While the financial markets are involved in daily triple-digit fluctuations, major financial services companies are in danger of going under or being bought at fire sale prices, and economic statistics and Federal Reserve actions unseen since the Great Depression are being reported, the President of the United States is in front of the public saying that everything is fine. The State of the Union is strong. The danger is in over-correcting, like the proverbial pickup being driven through a “rough patch” and we don’t want to “end up in the ditch.”

At least Herbert Hoover could utter an educated, well-parsed phrase.

He ended up being just as wrong, just as short-sighted, and just as reviled by history as this president will be for being so insulated in his wealthy, privileged world that he had no clue that gasoline would soon reach $4 per gallon. “Really?”

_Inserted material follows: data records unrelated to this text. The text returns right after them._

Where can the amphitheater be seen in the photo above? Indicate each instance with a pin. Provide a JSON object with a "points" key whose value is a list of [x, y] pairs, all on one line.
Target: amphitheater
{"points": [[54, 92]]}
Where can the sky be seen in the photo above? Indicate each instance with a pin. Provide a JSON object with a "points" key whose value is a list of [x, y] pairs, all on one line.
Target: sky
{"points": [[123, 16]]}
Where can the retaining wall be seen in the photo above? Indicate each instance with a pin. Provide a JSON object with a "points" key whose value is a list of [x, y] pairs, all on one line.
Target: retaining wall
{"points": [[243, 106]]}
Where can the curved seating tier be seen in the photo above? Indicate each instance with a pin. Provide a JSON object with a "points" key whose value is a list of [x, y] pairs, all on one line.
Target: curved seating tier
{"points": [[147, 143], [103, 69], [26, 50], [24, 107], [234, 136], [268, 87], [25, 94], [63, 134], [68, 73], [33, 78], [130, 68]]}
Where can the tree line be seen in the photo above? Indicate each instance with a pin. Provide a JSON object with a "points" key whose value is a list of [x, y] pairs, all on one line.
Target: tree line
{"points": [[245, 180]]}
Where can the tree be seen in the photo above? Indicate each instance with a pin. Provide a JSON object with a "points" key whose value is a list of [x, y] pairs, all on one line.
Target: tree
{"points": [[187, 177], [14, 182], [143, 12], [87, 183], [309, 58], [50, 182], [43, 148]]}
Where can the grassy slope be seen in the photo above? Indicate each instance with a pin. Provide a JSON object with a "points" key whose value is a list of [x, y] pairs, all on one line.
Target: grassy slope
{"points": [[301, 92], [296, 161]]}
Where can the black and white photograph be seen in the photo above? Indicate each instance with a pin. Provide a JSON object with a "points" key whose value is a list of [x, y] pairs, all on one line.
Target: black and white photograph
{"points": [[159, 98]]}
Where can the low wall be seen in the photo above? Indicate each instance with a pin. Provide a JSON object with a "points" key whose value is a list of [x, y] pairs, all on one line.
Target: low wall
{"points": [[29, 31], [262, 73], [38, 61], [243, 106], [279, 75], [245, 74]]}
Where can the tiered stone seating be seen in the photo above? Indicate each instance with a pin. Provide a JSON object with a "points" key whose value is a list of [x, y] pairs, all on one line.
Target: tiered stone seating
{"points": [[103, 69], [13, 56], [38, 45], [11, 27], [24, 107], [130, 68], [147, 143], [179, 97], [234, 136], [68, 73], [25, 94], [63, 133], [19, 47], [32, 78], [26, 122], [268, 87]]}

The housing/financial mess was caused by a lack of oversight and regulation. Pure and simple. Each time I hear an explanation of mortgage-backed equity instruments, and how we got to this point, I’m reminded of the fictional Gordon Gekko’s mantra, “Greed is good.” Lots of people made lots of money, and most of them have gotten their golden parachutes and are no longer to be seen. We’re left cleaning up the mess while the buffoon in the White House (and his Republican clone campaigning to replace him) continues to assert that the least action is the best action.

There needs to be federal licensing and regulation of mortgage brokers, strict oversight of lending practices and the information given to prospective borrowers, and a revival of the Depression-era home loan bank so that the government can buy out the mortgages of people who were duped, lied to, or otherwise abused by the system and are now in danger of losing their homes. Let’s let the government rely on the strength and honesty of the working poor and middle class for a change, instead upon the greed and avarice of the upper 1%.